AI Breaks the Data Center Model
AI workloads run 24/7, max out GPUs constantly, and create extreme heat density. Consequently, there are pushes towards new data center designs. This also suggests that proximity to cheap power matters, long-term power contracts become strategic assets, and permitting/grid access is some kind of a moat. This is why we see Microsoft partnering on nuclear, AWS building custom substations, and OAI caring so much about infrastructure. This is also why so many firms have growing involvement in the digital infrastructure space, e.g., Blackstone's huge Infrastructure PE practice or Goldman's TMT restructuring to explicitly address digital infrastructure.
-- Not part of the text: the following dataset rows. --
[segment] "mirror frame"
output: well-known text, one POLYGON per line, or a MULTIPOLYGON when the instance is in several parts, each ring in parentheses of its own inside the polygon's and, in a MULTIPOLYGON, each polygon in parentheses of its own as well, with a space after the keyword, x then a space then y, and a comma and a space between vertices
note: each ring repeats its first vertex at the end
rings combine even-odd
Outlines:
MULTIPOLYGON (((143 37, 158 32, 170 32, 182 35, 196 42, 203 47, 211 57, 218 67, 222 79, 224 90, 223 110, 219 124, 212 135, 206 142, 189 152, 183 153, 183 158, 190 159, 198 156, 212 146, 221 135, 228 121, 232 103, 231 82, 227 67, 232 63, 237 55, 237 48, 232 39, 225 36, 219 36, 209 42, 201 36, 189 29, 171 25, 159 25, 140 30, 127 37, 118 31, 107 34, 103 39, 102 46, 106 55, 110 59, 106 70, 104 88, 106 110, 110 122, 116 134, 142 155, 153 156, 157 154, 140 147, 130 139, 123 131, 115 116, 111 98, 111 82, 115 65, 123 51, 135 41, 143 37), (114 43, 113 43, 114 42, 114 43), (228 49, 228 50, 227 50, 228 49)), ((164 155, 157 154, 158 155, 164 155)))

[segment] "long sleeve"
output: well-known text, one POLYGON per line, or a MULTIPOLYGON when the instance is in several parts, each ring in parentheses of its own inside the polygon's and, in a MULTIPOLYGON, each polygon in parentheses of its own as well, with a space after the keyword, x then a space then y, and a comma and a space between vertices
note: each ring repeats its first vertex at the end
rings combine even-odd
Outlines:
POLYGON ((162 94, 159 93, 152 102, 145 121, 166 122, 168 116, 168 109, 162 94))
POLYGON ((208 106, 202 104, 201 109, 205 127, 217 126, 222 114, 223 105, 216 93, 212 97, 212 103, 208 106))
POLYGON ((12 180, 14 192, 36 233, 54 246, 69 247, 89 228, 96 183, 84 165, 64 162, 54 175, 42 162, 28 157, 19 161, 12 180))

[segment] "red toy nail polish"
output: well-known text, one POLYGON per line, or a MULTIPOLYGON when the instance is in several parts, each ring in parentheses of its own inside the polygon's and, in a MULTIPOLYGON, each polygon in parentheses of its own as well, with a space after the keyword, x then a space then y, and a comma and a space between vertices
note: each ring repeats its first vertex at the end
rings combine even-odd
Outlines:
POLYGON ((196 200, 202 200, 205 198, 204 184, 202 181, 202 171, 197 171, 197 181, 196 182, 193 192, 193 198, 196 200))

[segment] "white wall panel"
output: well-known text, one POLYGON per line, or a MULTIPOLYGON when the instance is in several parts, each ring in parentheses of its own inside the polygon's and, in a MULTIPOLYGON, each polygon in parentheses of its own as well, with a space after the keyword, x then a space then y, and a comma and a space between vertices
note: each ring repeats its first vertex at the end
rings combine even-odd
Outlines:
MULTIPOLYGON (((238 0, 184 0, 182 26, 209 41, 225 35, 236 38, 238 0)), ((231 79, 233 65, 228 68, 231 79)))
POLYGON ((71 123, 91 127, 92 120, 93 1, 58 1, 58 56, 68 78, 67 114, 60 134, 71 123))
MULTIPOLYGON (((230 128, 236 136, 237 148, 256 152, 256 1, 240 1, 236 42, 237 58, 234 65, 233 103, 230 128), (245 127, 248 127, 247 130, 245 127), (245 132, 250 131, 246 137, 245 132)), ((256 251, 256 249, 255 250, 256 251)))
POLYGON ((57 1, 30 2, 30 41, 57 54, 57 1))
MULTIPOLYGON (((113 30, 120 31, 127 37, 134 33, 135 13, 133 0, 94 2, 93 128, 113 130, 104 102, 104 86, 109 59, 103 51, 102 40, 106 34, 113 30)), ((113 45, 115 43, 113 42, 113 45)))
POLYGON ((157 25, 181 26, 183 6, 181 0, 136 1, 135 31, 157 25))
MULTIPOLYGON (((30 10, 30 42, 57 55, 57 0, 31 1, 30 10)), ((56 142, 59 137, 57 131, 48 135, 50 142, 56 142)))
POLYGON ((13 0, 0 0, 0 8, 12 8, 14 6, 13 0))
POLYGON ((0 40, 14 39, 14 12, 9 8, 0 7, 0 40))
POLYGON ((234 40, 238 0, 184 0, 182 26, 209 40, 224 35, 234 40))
Cloud, Virtualization, and Containers
The cloud is a set of software abstractions that lets us rent compute, storage, and networking without managing physical hardware. Back when I resold sneakers, I would pay for an AWS EC2 instance on my home iMac to support the compute needed for running sneaker bots.
Virtual machines (VMs) rely on one physical server. Each VM thinks that it has its own CPU, memory, disk, etc. VMs are monitored/created by a hypervisor, which ensures resources are accordingly allocated to VMs.